We must believe that Hashem treats each of us with compassion and mercy at all times. Sad and dissatisfied people therefore deny that Hashem’s Divine Providence is compassionate and merciful. This denial of Hashem, lack of emuna (faith in Hashem), leads to suffering and failure.
When a person complains against Hashem through sadness and dissatisfaction, the Heavenly Court reviews their claims. In the process, they open the person’s heavenly record of their life to determine if the person deserves their present difficulties and sufferings. The problem here is that inspection of a person’s merits and demerits always reveals the individual actually deserves much greater difficulties and sufferings.

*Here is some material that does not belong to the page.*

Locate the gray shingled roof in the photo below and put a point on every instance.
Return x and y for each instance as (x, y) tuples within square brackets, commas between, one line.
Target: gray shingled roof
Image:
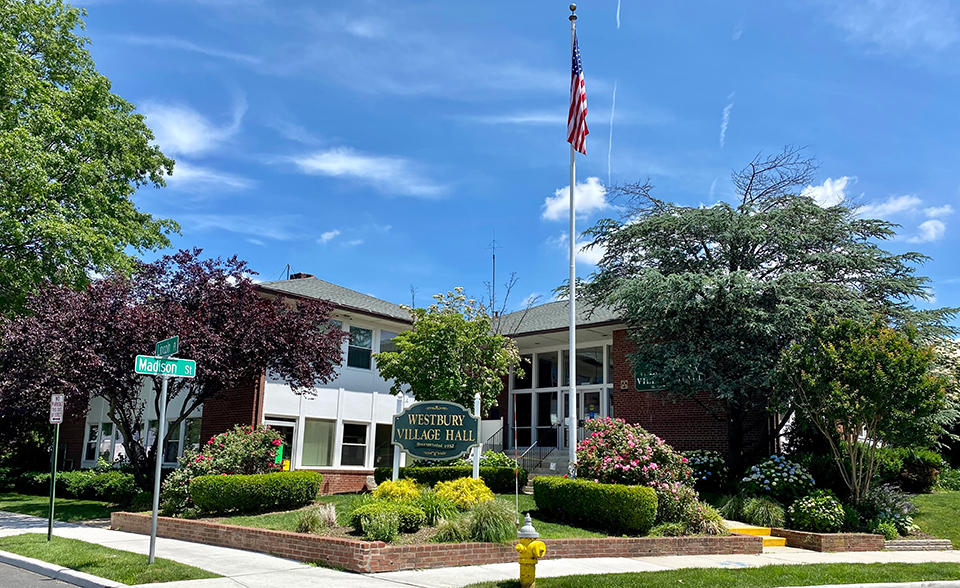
[(553, 316), (341, 297)]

Hashem is always “caught” by the Heavenly Court for His excessive compassion and mercy. Not only are the person’s complaints overruled, but now they trigger new demands for severe judgment against the person!
David HaMelech, King David, recognized Hashem’s mercy and compassion in every stage of his life. “Do not enter into strict judgment with Your servant, for no living creature would be vindicated before You,” (T’hillim 143:2).
Suffering should initiate serious soul-searching in each of us, since there is no suffering without transgressions, as we discussed in No Sins, No Pain And Suffering. However, before we get involved in deep soul-searching, we need to first ask if we are truly happy and content with our lot in life.